Sacrificio
In questi giorni mi è capitato spesso di pensare al significato delle parole sacrificio e pretendere. Questa mattina, curiosando su Facebook mi è saltata all'occhio una nota pubblicata da Carlo Grassi (coach delle categorie giovanili di Vittuone) dal titolo "Il sacrificio della pretesa". Ne pubblico qui alcuni passi, quelli che ritengo più significativi e che credo possano ben chiarire il significato di queste parole: sacrifico e pretendere. Ringrazio coach Grassi per la gentile concessione e gli rinnovo ancora i complimenti per questo testo bello e significativo.
Eccolo:
Pretendere qualcosa da qualcuno implica molte cose: una presa di coscienza totale di se stessi, una sicurezza nell'aver predisposto ogni strumento, una fiducia estrema nella possibilità dell'altro, una pazienza e un rispetto per i tempi dell'altro.
Essere pretenziosi è il dono più grande che una persona può farvi. Vi spingerà ad essere migliori, vi porterà a dover scegliere costantemente su voi stessi, vi metterà in gioco di continuo scoprendo i punti più deboli in modo da rendervi ogni giorno più forti (ndr: vi obbligherà a cambiare!). Il fatto che un altro pretenda da voi vi toglie il problema caratteriale di non avere la forza di volontà di pretendere da voi stessi. Vi toglie ogni scusa. Potete solo lottare o ritirarvi. Il che semplifica notevolmente le cose e soprattutto non da possibilità di nascondersi (ndr: se vi ricordate, nel video, venivano poste queste domande.."che vuoi fare? Vuoi mollare? Vuoi arrenderti").

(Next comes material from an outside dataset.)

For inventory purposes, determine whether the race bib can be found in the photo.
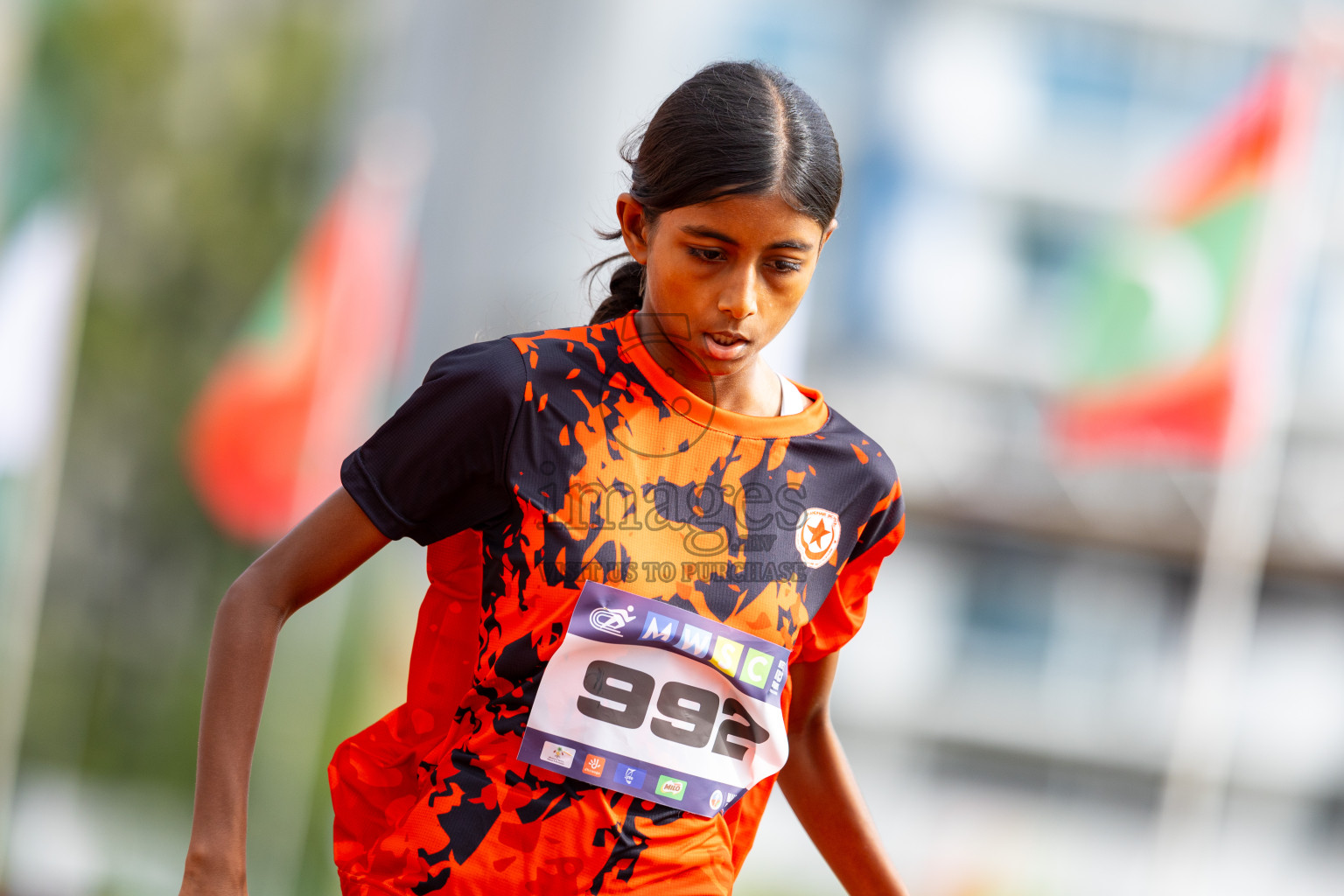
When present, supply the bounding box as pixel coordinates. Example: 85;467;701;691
517;582;789;818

Chi pretende però verrà visto distante di una distanza incolmabile, spesso per il ruolo ricoperto ma ancora più spesso per capacità in quello specifico ambito. Avere a che fare con qualcuno che pretende da voi implicherà che davanti al suo sguardo non potrete essere leggeri ma sempre tesi a soddisfare la pretesa, altrimenti verrete redarguiti, richiamati, corretti. Il vostro percorso di crescita sarà spesso evidente ma mai dichiarato, mai completo ma sempre in divenire, se avete soddisfatto la pretesa iniziale, non ci sarà tempo per la lode ma sarete già tesi alla pretesa successiva.
La realtà però è più complessa e l'emotività personale si intreccia a corda doppia nei meandri del percorso: un processo di miglioramento basato sulla pretesa implica molto tempo perchè si attui. Spesso tempo passato insieme, condiviso braccio a braccio, articolato da toni forti, in cui ci si può ritrovare smascherati e nudi da ogni difesa davanti alle proprie incapacità, rabbiosi e incontrollati nel tentativo irrazionale di ribellarsi. Quando cadono completamente le difese il legame emotivo si stringe. Le parti saranno più unite, si vorranno un po' più bene. Alla lunga questo può logorare la capacità di pretendere incondizionatamente o può far credere a chi segue di avere la possibilità di distrarsi a volte. Il peso di mantenere una linea rigida e coerente è tutto sulle spalle di chi guida.
In queste parole si trova una giusta spiegazione del perchè è necessario agire in determinati modi se si vogliono raggiungere gli obiettivi che ci poniamo. Sia chi guida che chi segue hanno un "copione" scritto e che va rispettato se l'obiettivo comune è quello di mettere in scena un gran bello spettacolo.
Alla prossima e......ANCORA GRAZIE CARLO!